News Articles Search    
 


Submitted by Jacco Bikker, posted on January 05, 2005




Image Description, by Jacco Bikker



These are some images from my latest (yet unnamed) ray tracer. Everyone has seen the bunny a thousand times now so I'm throwing in a real time demo as well. :-) As you can see, so far I have been focussing on raw performance. The ray tracer now fully implements Ingo Wald's packet tracing: Whenever possible, four rays are cast simultaneously and traversed through a kd-tree. By using packets, the ray tracer becomes very suitable for vectorization using sse/sse2 instructions. Despite some overhead this approach doubles the speed of a regular raytracer.

About the images: The top left image shows the famous Stanford Bunny model, 69k triangles. There are two (dynamic) light sources in this scene, and the animation is rendered at 512x384 pixels. On my 1.7Ghz Pentium-M laptop this runs at about 5 frames per second. To the right of this image a dump of the matching kd-tree is shown.
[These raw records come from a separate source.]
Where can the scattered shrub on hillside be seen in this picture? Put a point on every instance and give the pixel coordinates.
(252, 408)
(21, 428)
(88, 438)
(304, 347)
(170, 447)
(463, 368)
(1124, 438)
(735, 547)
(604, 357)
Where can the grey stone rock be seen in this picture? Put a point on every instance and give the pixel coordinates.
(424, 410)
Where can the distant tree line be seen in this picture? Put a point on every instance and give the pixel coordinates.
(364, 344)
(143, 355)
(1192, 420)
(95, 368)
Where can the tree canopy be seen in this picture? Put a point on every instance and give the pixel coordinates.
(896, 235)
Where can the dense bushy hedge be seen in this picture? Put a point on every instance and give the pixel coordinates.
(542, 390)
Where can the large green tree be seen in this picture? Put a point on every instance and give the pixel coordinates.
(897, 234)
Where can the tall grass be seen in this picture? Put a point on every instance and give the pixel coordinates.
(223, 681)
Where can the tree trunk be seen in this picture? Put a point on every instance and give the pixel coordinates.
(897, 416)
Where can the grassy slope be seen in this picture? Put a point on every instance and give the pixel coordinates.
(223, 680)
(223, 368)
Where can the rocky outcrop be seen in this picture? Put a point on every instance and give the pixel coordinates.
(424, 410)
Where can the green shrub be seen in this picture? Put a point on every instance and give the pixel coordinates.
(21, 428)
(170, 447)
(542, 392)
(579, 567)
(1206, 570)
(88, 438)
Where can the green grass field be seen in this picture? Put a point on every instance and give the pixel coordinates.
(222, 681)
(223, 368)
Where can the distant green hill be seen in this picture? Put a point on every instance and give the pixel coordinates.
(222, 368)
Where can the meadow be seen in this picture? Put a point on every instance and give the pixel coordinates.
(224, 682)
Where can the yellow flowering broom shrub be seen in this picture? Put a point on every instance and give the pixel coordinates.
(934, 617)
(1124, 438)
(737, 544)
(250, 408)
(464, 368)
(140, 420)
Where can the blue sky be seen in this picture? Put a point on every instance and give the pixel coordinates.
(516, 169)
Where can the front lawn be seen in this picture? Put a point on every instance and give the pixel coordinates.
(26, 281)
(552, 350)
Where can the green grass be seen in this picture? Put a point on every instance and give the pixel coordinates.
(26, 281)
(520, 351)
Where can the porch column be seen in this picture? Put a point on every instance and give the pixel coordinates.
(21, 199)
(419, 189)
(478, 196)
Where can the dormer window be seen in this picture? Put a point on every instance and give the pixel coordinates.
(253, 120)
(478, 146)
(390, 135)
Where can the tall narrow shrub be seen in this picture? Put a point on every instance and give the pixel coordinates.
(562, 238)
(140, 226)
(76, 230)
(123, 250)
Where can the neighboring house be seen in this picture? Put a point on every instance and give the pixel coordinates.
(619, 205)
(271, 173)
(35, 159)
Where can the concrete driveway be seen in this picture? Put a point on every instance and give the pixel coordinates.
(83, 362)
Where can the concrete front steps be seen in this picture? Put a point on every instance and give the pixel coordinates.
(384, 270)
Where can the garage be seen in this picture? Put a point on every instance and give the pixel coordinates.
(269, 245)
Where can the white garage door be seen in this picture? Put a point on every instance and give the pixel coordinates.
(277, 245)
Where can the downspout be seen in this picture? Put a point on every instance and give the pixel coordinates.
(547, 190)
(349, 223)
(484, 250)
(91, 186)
The two lower images show the Happy Buddha model and the matching kd-tree, which consists of no less than 1089k triangles. This model renders slightly slower; on my system it runs at about 4 frames per second.

This brings up a very interesting characteristic of ray tracing: The technology scales very well. Switching from 69k to 1089k triangles only means that some extra levels are added to the kd-tree; the speed decrease is therefore not linear at all. Besides that, ray tracing performance scales virtually linearly with processing power and the number of available processors. This means that, given a sufficiently complex scene, it's possible to outperform high-end graphics cards using commodity hardware.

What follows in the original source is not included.